Öncelikle, kazanın işveren tarafından belirlenen saatler içinde ve çalışanın işini yürüttüğü tanımlı çalışma ortamında gerçekleşmesi önemlidir. Çalışma saatleri dışında veya işveren tarafından belirlenmemiş bir alanda meydana gelen kazalar, iş kazası olarak değerlendirilme konusunda tereddüt yaratabilir. Örneğin, işveren tarafından evde belirli bir çalışma alanı tahsis edilmişse ve çalışan, o alanda çalışırken kazaya uğrarsa, bu durum iş kazası kapsamında değerlendirilebilir. Ancak, çalışanın mesai saatleri içinde ancak farklı bir ortamda (örneğin, kafede veya başka bir şehirde) kazaya uğraması, iş kazası statüsüne girmeyebilir.
Bunun yanı sıra, kazanın işle doğrudan ilişkili olması gerekmektedir. Çalışanın işini yaparken kullandığı ekipmandan kaynaklanan bir kaza (örneğin, bilgisayarın elektrik çarpması, çalışma esnasında sandalyesinden düşerek yaralanması gibi durumlar) iş kazası olarak kabul edilebilir. Ancak, çalışanın öğle arasında mutfakta yemek yaparken yaralanması veya kişisel bir aktivite sırasında zarar görmesi, iş kazası kapsamında değerlendirilemez.
Uzaktan çalışan bir işçinin iş kazası geçirmesi durumunda, kazayı derhal işverenine bildirmesi gerekmektedir. Bu bildirimin yazılı olarak yapılması, ileride doğabilecek hukuki süreçlerde ispat kolaylığı sağlamak açısından önemlidir. İşveren, kazaya ilişkin detayları içeren bir tutanak hazırlamalı ve kazanın meydana geldiği tarih, saat, yer ve kazanın nasıl gerçekleştiğine dair bilgileri eksiksiz olarak kaydetmelidir. Ayrıca, kazanın iş ile ilgili olduğuna dair görseller, tıbbi raporlar ve tanık ifadeleri gibi ek belgeler de toplanarak dosyada saklanmalıdır. Eğer kaza evde veya işverenin belirlediği uzaktan çalışma alanında gerçekleşmişse, işçinin burada çalıştığını ve kazanın iş ile bağlantılı olduğunu gösterecek kanıtların sağlanması gerekmektedir.

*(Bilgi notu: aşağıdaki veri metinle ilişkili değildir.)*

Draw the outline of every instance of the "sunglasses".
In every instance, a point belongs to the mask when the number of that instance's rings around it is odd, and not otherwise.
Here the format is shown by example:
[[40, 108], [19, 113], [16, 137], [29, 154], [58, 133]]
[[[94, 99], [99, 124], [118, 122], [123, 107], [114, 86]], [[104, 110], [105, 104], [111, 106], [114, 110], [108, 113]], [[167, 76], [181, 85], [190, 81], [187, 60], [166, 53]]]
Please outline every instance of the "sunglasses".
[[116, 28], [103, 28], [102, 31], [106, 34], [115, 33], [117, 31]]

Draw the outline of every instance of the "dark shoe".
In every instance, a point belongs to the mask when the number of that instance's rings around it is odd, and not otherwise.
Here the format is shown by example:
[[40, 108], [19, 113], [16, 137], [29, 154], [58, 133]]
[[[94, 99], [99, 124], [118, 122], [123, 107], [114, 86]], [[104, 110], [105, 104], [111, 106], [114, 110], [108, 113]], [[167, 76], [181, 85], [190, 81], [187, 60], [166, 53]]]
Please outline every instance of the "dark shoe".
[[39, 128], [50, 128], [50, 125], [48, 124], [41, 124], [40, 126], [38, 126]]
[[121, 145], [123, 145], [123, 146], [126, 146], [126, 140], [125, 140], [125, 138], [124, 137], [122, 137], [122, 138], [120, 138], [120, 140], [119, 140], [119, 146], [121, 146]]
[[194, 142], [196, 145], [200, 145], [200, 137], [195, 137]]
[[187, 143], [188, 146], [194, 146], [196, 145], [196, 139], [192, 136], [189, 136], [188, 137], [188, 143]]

İşveren, iş kazasını öğrendikten sonra, en geç üç iş günü içinde kazayı SGK'ya bildirmekle yükümlüdür. SGK bildirimi çevrimiçi sistem üzerinden ya da ilgili Sosyal Güvenlik Merkezi’ne yazılı olarak yapılabilir. Bildirimin gecikmesi veya hiç yapılmaması durumunda işveren idari para cezası ile karşılaşabilir ve işçinin hak kaybına uğramasına neden olabilir. İşçi ise, kaza sonrası tıbbi müdahale aldıysa, hastane veya sağlık kuruluşu tarafından SGK'ya iş kazası bildirimi yapılmasını talep etmelidir. Sağlık kuruluşları iş kazalarını doğrudan SGK'ya bildirmekle yükümlüdür, ancak işverenin de bu süreci takip etmesi gereklidir. Tüm bu adımlar eksiksiz yerine getirildiğinde, uzaktan çalışma sürecinde yaşanan bir kaza resmî olarak iş kazası statüsüne alınabilir ve çalışan, SGK tarafından sağlanan iş kazası sigortasından doğan haklarından yararlanabilir.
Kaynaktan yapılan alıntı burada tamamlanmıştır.